§ INTRODUCTORY REMARKS.
The following extract from the preface to the British Museum “Guide to the Coins of the Ancients”[5] will give some idea of the uses of Greek Numismatics.
“The chief value of Greek coins lies in their being original works of art, not copies as are most of the extant sculptures in the round, and in their recording the successive phases and local varieties of Greek art, in which respect no other class of monuments, sculptures, bronzes, terracottas, fictile vases, or gems, can compete with them. From the seventh century before the Christian era downwards, and from the farthest east to the extreme west of the ancient civilized world, coins are still extant, in many cases as uninjured as when they first left the dies. The devices or types which they bear, if not by leading artists, certainly faithfully represent the style of the sculpture and even of the painting of the periods to which they belong. Thus in no other branch of Greek monuments can the student so readily and so thoroughly trace the growth, the maturity, and the decay of the plastic art as on coins chronologically arranged.
“For the study of mythology they present the local conceptions of the gods and heroes worshipped in the Greek world, with their attributes and symbols.
“The historian will find a gallery of portraits of sovereigns almost complete, as well as evidences of the history and of the political revolutions of innumerable autonomous states and cities in these all but imperishable records.
“The student of palæography will find on coins examples of various ancient alphabets, such as Lycian and Cyprian, Phœnician, Greek, Latin, Iberian, etc., in various stages of development.
“The metrologist, by comparing the weights of coins of different localities and periods, may gain an insight into the various systems of ancient metrology in its various standards, and obtain a just view of the relative values of the precious metals, and of the great lines of trade in the Greek and Roman world.
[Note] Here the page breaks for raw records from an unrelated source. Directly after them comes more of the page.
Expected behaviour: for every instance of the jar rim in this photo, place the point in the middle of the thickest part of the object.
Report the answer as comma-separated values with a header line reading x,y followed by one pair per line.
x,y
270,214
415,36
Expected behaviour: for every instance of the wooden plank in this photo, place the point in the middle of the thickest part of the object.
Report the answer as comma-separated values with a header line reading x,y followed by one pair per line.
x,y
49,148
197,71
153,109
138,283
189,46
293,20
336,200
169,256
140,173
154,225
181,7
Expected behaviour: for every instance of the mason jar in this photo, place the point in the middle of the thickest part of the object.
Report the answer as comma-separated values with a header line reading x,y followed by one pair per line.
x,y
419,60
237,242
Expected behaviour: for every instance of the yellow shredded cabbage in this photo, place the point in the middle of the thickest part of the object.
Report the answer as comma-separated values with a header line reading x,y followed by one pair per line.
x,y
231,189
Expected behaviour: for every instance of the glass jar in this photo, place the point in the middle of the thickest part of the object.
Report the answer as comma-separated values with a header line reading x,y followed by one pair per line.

For practical purposes the medallist and art workman will find in Greek coins the most profitable as well as the safest guide. The artist will not fail to perceive the suggestive value of designs which, on however small a scale, are essentially large in treatment.”
No one whose means are at all limited should attempt to form a complete collection of Greek coins. Even the vast collection in the British Museum is far from perfect, and in many series is still lamentably deficient.
Any one, however, by limiting his ambition to one particular branch, may hope in course of time to form a cabinet the value of which will increase rapidly in proportion as it approaches completion.
This applies not only to Greek coins but to every class. Thus, for instance, there are collectors of English coins who confine their attention to the Anglo-Saxon period; others who will buy no coins later than the reign of Charles I.; and others, again, who only collect the copper money of the last two centuries.
The young collector who would not drift into unprofitable dilettanteism should therefore select some one series and keep to it, and it is chiefly with the view of assisting him to make his choice of a field to work upon that these pages have been written.
It will be well to form some idea, in the first instance, of the numerous series which are included in the general term of “Greek coins.”
Greek coins may be divided into three principal sections:—
A. Autonomous, i.e. coins issued by cities governed by their own laws.
B. Regal, i.e. coins struck in the names of kings.
C. Imperial, i.e. coins of Greek cities struck in Roman Imperial times, and with the head of the Emperor on the obverse.
And into eight chronological periods as follows:—
I. B.C. 700-480. Period of Archaic Art, ending with the Persian wars.
II. B.C. 480-430. Period of Transitional Art, between the Persian and Peloponnesian wars.
III. B.C. 430-400. Period of Early Fine Art, to the end of the Athenian supremacy. IV. B.C. 400-336. Period of Finest Art. Age of the Spartan and Theban supremacies. Philip of Macedon.
V. B.C. 336-280. Period of Later Fine Art. Age of Alexander and his immediate successors.
VI. B.C. 280-197. Period of the Decline of Art. Age of the Epigoni or descendants of Alexander’s successors.
VII. B.C. 197-27. Period of Late Decline of Art. Age of the Attalids, Mithradates, and of the Roman supremacy.
VIII. B.C. 27—A.D. 268. Period of Latest Decline of Art. The Empire. Augustus—Gallienus.